Around December 1932, Marian Rejewski of the Polish Cipher Bureau used the theory of permutations and flaws in the German military message procedures to break the message keys of the plugboard Enigma machine. Rejewski did that without knowing the machine wiring, so the result did not allow the Poles to read any messages. However, the French had a spy with access to German cipher materials that included the daily keys used in September and October 1932. Those keys included the plugboard settings. The French gave the material to the Poles, and Rejewski used some of that material and the message traffic in September and October to solve for the unknown rotor wiring. Consequently, the Poles were able to build their own Enigma machines, which were called Enigma doubles. Rejewski was aided by cryptanalysts Jerzy Różycki and Henryk Zygalski, both of whom had been recruited with Rejewski from Poznań University. The Polish Cipher Bureau developed techniques to defeat the plugboard and find all components of the daily key, which enabled the Cipher Bureau to read the German’s Enigma messages. Over time, the German cryptographic procedures improved, and the Cipher Bureau developed techniques and designed mechanical devices to continue breaking the Enigma traffic. As part of that effort, the Poles exploited quirks of the rotors, compiled catalogs, built a cyclometer to help make a catalog with 100,000 entries, made Zygalski sheets and built the electro-mechanical cryptologic bomb to search for rotor settings. In 1938, the Germans added complexity to the Enigma machines that finally became too expensive for the Poles to counter. The Poles had six bomby, but when the Germans added two more rotors, ten times as many bomby were needed, but the Poles did not have the resources.
source: Wikipedia
People of Bletchley Park
It is estimated that about 10,000 people worked in Bletchley Park during the war (remember, Milton Keynes was only a small village with population of 50 people) and approximately another 10,000 overseas, intercepting German messages (at so called “Y stations“) and spying.

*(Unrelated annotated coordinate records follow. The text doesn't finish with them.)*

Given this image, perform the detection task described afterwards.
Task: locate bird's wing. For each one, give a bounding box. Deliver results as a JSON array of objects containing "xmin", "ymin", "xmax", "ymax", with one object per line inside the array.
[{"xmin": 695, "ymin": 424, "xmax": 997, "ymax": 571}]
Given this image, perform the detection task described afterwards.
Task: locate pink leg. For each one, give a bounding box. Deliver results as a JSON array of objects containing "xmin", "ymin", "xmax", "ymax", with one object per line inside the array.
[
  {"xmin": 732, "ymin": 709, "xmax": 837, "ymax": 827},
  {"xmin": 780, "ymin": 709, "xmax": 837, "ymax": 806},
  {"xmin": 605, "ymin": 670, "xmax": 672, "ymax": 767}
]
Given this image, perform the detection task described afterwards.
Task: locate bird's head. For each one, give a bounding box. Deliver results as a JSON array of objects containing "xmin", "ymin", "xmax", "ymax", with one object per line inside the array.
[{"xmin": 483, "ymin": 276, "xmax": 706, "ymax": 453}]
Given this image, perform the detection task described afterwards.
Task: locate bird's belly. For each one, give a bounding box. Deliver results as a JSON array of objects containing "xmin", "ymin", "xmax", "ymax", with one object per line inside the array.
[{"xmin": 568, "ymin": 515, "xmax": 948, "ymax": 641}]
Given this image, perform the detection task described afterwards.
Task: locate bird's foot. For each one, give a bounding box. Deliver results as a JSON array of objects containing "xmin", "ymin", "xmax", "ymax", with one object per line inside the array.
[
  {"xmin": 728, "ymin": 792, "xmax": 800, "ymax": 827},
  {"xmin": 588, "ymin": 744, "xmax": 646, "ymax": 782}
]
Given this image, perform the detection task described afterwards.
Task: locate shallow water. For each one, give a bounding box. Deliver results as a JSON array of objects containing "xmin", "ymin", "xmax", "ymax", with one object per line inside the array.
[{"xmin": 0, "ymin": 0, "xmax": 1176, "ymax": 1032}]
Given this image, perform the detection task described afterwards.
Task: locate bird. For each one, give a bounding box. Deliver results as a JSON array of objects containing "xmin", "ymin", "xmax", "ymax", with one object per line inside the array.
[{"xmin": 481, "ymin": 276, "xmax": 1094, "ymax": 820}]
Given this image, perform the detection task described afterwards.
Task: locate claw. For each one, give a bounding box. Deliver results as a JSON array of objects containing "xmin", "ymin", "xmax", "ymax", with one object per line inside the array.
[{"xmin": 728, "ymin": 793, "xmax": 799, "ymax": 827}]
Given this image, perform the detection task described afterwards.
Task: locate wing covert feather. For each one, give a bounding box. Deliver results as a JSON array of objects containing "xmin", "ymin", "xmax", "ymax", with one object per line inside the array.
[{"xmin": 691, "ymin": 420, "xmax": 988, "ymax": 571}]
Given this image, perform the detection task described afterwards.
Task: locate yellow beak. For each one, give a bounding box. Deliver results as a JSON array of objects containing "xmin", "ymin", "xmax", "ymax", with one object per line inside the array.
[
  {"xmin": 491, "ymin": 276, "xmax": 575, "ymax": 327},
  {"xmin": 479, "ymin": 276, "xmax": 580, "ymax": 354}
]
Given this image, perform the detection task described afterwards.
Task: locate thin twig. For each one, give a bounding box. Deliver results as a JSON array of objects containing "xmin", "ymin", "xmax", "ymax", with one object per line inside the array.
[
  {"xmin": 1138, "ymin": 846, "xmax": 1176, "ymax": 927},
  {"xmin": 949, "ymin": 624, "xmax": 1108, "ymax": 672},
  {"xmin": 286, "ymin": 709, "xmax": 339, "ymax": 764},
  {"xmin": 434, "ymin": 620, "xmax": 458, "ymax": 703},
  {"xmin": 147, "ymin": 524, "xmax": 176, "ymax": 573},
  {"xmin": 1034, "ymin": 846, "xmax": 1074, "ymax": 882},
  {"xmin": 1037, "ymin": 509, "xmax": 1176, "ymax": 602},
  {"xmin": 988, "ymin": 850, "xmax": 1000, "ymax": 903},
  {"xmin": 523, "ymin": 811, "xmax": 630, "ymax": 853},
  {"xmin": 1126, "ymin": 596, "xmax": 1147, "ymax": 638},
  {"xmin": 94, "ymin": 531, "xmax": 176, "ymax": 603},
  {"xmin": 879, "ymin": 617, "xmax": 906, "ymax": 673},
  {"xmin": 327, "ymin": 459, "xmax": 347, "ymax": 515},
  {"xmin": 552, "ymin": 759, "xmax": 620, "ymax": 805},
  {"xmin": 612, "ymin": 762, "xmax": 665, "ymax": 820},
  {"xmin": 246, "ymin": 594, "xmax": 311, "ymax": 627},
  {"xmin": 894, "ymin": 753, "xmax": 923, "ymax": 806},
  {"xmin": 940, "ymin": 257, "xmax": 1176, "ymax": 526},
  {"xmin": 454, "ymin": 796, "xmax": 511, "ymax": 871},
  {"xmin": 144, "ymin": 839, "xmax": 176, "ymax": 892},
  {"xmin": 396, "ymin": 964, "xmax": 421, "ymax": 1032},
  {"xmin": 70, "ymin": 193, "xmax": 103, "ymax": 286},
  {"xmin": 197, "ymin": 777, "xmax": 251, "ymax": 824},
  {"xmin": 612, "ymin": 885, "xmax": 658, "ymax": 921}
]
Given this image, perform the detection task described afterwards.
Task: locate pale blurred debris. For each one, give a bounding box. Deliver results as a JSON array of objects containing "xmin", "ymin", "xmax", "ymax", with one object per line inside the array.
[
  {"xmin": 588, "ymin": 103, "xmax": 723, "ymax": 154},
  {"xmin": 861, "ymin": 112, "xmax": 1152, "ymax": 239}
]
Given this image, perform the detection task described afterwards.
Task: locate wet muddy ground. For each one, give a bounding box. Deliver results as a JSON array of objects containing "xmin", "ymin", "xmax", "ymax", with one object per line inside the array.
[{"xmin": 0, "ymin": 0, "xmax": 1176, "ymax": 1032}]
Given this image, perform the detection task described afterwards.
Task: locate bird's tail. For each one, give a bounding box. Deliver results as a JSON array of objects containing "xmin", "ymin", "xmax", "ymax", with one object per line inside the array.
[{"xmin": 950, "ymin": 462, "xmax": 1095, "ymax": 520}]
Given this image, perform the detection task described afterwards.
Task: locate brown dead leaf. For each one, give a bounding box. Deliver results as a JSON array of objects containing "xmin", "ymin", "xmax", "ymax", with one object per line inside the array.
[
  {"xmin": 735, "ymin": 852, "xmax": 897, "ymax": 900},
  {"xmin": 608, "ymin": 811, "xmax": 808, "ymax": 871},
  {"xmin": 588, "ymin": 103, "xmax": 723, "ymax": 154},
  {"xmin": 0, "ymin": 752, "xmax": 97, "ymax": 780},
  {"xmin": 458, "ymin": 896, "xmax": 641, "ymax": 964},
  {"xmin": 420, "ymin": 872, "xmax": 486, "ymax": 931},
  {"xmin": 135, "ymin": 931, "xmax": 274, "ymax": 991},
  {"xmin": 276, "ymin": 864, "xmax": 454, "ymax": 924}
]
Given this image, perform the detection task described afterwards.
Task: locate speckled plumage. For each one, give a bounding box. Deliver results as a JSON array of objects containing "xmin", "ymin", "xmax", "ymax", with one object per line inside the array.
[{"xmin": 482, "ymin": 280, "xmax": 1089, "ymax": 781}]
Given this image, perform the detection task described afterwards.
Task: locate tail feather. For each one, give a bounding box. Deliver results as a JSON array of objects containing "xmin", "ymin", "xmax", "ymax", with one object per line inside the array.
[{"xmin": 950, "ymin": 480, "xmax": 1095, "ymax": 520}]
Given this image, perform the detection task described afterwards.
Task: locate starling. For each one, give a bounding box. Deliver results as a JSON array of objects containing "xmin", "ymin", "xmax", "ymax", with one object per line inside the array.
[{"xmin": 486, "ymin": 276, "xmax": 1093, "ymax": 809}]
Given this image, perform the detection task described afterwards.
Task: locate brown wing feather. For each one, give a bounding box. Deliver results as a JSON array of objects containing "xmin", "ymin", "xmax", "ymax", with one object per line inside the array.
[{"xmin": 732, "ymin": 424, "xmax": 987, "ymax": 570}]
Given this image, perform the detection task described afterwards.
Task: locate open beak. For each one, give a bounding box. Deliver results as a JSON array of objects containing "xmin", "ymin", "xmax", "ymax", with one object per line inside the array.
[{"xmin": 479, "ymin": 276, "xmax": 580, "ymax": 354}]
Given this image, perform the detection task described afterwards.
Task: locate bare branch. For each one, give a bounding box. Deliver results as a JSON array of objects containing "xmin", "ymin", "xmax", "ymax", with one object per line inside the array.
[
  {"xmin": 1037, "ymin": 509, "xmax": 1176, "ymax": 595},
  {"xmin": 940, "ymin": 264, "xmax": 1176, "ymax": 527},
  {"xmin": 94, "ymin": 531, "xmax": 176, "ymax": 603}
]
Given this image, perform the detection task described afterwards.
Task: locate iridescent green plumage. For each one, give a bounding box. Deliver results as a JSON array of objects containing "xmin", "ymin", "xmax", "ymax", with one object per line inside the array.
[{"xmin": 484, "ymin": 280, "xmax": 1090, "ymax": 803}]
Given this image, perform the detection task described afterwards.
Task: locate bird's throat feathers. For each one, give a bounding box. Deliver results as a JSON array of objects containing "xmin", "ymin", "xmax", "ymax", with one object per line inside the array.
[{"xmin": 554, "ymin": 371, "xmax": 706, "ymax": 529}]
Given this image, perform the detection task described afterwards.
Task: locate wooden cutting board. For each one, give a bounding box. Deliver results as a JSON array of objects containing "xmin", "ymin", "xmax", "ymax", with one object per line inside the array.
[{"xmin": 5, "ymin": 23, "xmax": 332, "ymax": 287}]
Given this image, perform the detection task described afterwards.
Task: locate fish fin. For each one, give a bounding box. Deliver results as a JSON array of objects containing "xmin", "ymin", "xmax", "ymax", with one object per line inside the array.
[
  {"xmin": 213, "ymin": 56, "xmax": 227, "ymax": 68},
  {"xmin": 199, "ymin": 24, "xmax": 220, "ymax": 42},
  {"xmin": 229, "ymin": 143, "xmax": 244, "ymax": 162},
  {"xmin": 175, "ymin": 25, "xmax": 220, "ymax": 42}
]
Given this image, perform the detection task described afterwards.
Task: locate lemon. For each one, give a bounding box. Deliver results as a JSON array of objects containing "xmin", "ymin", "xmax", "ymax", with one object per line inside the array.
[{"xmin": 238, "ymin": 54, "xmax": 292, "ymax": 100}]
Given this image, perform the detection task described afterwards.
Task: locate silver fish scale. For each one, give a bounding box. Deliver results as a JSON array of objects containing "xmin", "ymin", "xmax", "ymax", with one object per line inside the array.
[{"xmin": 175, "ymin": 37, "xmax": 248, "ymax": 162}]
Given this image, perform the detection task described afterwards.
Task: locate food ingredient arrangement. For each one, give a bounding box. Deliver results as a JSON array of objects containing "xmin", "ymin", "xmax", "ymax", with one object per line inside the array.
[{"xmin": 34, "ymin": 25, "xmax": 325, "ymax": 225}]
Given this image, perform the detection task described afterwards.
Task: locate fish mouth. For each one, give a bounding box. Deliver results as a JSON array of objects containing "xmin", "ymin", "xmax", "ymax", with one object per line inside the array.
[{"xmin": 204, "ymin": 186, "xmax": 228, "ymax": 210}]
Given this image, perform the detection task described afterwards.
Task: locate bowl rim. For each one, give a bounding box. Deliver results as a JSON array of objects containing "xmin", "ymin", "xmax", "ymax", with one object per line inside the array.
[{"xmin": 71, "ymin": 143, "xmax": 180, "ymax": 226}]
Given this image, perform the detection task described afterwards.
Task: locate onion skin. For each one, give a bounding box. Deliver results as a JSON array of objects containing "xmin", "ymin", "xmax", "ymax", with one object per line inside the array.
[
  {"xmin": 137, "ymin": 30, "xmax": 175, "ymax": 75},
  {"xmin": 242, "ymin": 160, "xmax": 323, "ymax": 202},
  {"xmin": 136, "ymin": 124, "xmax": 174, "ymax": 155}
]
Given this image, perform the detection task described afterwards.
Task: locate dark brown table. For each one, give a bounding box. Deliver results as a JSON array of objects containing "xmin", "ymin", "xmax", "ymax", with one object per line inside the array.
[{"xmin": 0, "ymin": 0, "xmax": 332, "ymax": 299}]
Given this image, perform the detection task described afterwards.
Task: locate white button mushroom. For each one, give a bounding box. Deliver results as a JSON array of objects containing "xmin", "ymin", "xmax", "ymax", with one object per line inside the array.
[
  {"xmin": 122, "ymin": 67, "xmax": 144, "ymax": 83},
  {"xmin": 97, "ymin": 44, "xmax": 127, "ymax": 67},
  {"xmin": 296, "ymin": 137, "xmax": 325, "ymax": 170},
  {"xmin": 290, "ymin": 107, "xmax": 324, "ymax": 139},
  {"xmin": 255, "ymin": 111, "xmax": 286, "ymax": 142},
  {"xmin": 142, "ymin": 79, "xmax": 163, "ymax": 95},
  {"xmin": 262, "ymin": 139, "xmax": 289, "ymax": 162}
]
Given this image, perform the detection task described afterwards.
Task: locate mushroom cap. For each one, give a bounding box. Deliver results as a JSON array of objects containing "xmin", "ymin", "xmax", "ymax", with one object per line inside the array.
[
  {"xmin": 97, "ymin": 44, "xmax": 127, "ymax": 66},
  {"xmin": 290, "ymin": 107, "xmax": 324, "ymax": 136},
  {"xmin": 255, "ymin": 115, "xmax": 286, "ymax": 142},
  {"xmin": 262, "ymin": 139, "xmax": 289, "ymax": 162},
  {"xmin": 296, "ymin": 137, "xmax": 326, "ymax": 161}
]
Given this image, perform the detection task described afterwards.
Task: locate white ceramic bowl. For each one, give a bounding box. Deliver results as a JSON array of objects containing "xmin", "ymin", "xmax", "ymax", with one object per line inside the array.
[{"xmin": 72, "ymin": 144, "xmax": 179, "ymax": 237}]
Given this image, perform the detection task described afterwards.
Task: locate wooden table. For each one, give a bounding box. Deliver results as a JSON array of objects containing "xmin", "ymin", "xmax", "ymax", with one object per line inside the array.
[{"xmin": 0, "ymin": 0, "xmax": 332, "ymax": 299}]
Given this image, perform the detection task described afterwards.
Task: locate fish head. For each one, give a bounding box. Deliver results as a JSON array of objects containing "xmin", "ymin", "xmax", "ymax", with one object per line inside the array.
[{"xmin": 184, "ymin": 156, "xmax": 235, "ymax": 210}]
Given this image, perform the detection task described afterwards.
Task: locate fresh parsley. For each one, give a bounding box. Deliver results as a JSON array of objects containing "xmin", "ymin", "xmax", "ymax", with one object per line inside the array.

First question that came to my mind was: How British Intelligence (GC&CS) actually managed to keep the whole operation in secret?
Well, apparently they employed very loyal people indeed. They didn’t talk about what they do. Simple as that (is it?). Those that are still alive, still don’t talk (as far as I remember correctly confidentiality documents they signed at the time expired in 1974).
Women made up the majority of the personnel at Bletchley Park, and not only in supporting roles: they made a significant contribution to the codebreaking process.
Visiting Bletchley Park
If you got that far and didn’t fall asleep means that you are seriously interested in a subject.
On the official website of Bletchley Park Trust you can find more information about visiting times, address and even download an app.
Adult ticket costs £17,50 and is valid for a year (Feb 2017).